Our day began at the Morris Thompson Cultural Center where the offices of Denakkanaaga, our Fairbanks hosts, are located. Denakkanaaga is a non-profit educational organization founded by the local Athabascan Elders of the indigenous tribe of Interior Alaska. Denakkanaaga means "Our People Speak".
The Athabascans have inhabited Interior Alaska for at least 6,000 years, making up the largest group of indigenous people in North America. They are often referred to as Dene meaning "the people". Descent is traced through maternal lines. Historically nomadic, today most live in permanent settlements, mainly along rivers. They are experts at hunting, trapping, fishing and gathering and still tend to live a subsistence lifestyle, supplemented with goods from community stores. Tradition calls for elders to make all major decisions.
Around 800-1,000 years ago some migrated from Alaska into Canada and as far south as Arizona and New Mexico.
A highlight of the day was Luke, an elder and chief, telling of his life experiences and his overcoming of the trauma experienced as a child being forcibly separated from his parents and placed in an Alaska native boarding school. This was common practice between the late 19th and mid 20th centuries for the purpose of reprogramming Native American children into American culture.
Children as young as 5 were taken. Parents had no choice but to turn their children over to the Bureau of Indian Affairs. Any resistance meant jail. The children were forced to abandon their native identities and culture, forbidden to speak their indigenous language (often seriously punished if caught speaking it), had their real names replaced with "christian" names, and taught that everything they knew previously was evil.
Can you imagine being a young child, taken from your family and familiar surroundings, not knowing what was happening to you, not understanding what the people around you were saying, perhaps being put on an airplane when you had never even seen one before, being taken to a place with mountains and forests when all you had ever seen was the arctic plains?

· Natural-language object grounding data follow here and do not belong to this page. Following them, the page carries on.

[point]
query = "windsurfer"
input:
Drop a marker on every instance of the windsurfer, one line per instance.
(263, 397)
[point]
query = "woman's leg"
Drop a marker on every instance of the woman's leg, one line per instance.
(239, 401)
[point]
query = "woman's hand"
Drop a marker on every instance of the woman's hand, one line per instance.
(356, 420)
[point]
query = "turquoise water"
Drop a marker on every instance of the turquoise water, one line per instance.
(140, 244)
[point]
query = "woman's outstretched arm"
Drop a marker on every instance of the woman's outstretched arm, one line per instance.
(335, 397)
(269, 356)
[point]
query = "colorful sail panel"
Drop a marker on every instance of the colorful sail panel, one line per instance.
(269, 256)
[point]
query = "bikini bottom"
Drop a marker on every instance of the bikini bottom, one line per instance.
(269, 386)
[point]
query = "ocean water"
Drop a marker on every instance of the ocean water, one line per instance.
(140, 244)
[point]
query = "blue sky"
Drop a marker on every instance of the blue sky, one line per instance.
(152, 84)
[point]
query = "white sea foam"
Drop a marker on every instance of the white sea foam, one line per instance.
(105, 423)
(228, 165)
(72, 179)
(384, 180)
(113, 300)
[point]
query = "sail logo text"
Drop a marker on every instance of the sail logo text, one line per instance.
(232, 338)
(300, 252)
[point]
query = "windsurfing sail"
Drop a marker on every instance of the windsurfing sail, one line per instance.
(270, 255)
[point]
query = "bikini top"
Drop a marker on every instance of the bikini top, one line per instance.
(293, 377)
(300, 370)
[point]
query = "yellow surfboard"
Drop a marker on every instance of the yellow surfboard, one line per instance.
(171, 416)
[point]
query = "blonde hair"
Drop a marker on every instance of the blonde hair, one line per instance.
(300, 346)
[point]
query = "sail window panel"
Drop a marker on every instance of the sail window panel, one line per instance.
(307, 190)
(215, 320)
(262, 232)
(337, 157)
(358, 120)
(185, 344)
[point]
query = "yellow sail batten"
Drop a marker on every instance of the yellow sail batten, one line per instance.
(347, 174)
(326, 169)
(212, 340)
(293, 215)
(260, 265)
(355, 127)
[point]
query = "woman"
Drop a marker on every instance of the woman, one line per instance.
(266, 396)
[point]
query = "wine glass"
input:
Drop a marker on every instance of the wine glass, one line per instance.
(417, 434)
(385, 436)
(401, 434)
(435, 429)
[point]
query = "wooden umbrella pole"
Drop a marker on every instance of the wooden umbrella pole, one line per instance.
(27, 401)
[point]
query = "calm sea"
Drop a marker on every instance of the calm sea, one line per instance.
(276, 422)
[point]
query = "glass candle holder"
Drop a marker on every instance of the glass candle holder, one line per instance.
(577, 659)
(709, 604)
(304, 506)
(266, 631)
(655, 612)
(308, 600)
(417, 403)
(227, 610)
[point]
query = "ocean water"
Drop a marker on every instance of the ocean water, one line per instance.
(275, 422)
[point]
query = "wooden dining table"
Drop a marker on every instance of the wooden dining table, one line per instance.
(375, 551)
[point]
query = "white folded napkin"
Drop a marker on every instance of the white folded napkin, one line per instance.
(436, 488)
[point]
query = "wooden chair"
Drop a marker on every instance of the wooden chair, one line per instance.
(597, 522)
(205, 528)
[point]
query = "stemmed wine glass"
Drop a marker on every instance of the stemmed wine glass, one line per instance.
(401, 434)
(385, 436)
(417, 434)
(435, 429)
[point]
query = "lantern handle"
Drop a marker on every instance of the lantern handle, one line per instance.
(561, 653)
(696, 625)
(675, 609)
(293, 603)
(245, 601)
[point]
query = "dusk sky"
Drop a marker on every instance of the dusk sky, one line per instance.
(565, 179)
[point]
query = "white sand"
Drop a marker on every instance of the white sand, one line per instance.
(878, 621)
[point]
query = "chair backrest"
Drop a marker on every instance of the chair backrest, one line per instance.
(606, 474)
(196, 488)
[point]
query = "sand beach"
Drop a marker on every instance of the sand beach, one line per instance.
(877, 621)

How many children today are being put through a similar experience?
On a positive note: Many learned skills they wouldn't have had without these schools, had an opportunity to learn about the outside world beyond their villages and had successful careers as a result.
After lunch at Denakkanaaga, we had a field trip to the Large Animal Research Station, run by the University of Alaska Fairbanks. We got to observe and learn about 3 large herbivorous land mammals - caribou, reindeer and musk oxen. The musk ox is a large shaggy animal that has been in Alaska and the surrounding area since the last ice age. Although they once roamed throughout the northern regions of North America they were forced out of Alaska more than a century ago due to climatic and environmental changes. They were transplanted back into the area in the 1930s from Greenland and now number about 4,000.
Reindeer and caribou are actually the same species; the reindeer have been domesticated while the caribou have remained wild. Reindeer were domesticated in Scandinavia 2000 years ago and brought to Alaska around 1900 in an attempt to provide Alaska natives with a stable food source. Reindeer are slight shorter and stouter than caribou and don't make the long migrations that caribou make.
Free time this evening. Some of us chose to have dinner in the Bear Lodge dining room.